One of the campaign finance riders in the House version that was dropped during negotiations between the two chambers would have repealed part of the Johnson Amendment, which bars tax-exempt churches from engaging in political activity. Experts said another rider, originally included in the Senate version of the bill, would have allowed candidates and their parties to use the same advertising and public relations vendors. Current campaign finance rules prevent that.
But three riders remain in the final bill, and prevent government agencies, including the Internal Revenue Service (IRS) and Securities and Exchange Commission (SEC) from implementing policies that would shine light on the anonymity of some types of political contributions dubbed “dark money.” These bans have been included in several iterations of spending bills dating back to 2014, but have never been codified into law through standalone legislation. The final bill is expected to pass both chambers of Congress before a Friday deadline.
Some experts question why the party that controls the legislative and executive branch is using spending bill riders, instead of legislation or agency rulemaking, to advance their goals.
“Part of the reason they do it this way is these policies are so unpopular,” Lisa Gilbert, vice president of legislative affairs at Public Citizen, a consumer rights advocacy group founded by Ralph Nader, told Newsweek. “There’s no question Republicans want fewer finance limits and Democrats want more.”
Unlike bills, riders do not require names of individual lawmakers attached to them, meaning voters can’t hold the elected officials that champion them accountable. A Washington Post-University of Maryland poll from late last year showed 65 percent of Americans blame money in politics for dysfunction of the U.S. political system.
One of the riders prevents the SEC from making a rule that would require publicly traded companies to disclose their political spending to shareholders. The Obama administration had signaled support for such a disclosure rule, but it was never implemented after Obama’s SEC chairwoman Mary Jo White refused to advance it.
A second measure prevents the government from creating any rule that would require federal contractors to disclose their political spending. Proponents of the measure have argued that allowing federal contractors to spend “dark money” prevents discrimination against companies by bureaucrats who don’t agree with the company’s political activities. Critics argue disclosure would ensure that companies wouldn’t receive federal contracts in exchange for political donations.
Another provision, first implemented in a 2014 spending bill, prevents the IRS from issuing guidance or changing rules related to how the agency decides whether a non-profit group spending money on politics is a “social welfare” 501(c)(4) group under the U.S. tax code. 501(c)(4) groups are not required to disclose their donors and are allowed to engage in political activities so long as politics is not its “primary activity,” a murky standard that the IRS tried to clarify before it was prevented from doing so by spending bill riders.

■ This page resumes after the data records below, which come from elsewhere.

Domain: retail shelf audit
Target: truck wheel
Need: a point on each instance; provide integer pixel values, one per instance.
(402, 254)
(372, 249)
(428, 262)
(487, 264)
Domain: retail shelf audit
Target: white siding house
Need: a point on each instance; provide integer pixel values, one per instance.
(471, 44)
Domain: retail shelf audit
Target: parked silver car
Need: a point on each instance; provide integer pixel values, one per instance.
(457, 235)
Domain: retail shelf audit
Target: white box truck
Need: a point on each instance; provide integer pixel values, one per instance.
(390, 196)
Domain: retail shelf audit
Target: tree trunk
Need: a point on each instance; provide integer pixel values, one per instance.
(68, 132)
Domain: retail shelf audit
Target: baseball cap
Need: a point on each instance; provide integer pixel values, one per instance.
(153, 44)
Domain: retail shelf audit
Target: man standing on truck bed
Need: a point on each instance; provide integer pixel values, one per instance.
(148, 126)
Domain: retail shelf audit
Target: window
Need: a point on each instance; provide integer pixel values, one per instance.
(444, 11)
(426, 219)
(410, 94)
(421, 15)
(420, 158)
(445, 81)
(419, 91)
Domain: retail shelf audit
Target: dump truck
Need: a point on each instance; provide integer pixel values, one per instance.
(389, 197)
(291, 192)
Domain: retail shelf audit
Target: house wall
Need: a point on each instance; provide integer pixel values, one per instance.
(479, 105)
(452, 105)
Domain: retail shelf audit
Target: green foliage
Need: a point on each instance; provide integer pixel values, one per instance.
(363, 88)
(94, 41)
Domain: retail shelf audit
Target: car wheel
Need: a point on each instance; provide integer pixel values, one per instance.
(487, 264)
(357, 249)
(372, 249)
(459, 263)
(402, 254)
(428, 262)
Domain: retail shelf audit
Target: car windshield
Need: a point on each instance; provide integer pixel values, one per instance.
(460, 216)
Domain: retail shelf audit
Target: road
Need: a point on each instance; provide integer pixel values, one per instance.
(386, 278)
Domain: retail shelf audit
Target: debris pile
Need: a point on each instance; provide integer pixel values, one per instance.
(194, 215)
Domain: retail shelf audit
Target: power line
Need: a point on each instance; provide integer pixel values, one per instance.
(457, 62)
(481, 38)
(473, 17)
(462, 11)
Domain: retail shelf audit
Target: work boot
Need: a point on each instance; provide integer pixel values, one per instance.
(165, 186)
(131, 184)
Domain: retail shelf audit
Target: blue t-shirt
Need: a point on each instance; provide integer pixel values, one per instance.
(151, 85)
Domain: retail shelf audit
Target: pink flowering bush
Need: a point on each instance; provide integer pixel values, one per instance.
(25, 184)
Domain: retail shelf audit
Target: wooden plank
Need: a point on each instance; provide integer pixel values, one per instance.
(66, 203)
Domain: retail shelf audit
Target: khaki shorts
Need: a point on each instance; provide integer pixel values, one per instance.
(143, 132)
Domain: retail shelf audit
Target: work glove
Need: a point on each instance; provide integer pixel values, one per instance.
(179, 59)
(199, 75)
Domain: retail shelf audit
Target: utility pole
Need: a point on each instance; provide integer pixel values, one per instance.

In recent years these 501(c)(4) groups have increasingly been known as “dark money” groups that spend all or most of their money on political campaigns with few consequences. This is due in large part to the riders in spending bills, which were a response to the 2013 uproar over how the IRS tried to handle a sudden increase in these types of groups. President Obama called the IRS’s actions “inexcusable” and the acting IRS director resigned.
Together, these riders protect the disclosure of anonymous political spending, which is usually funneled through not only 501(c)(4) groups but trade associations, which often receive money from large corporations whose anonymity is protected by the SEC and federal contracting riders.
Anonymous political spending accounted for just $5 million dollars in the 2006 election cycle before reaching a high of $312 million in the 2012 cycle, according to the Center for Responsive Politics. Dark money spending in the current cycle is outpacing the 2014 cycle, the last non-presidential campaign cycle, but behind the 2016 cycle.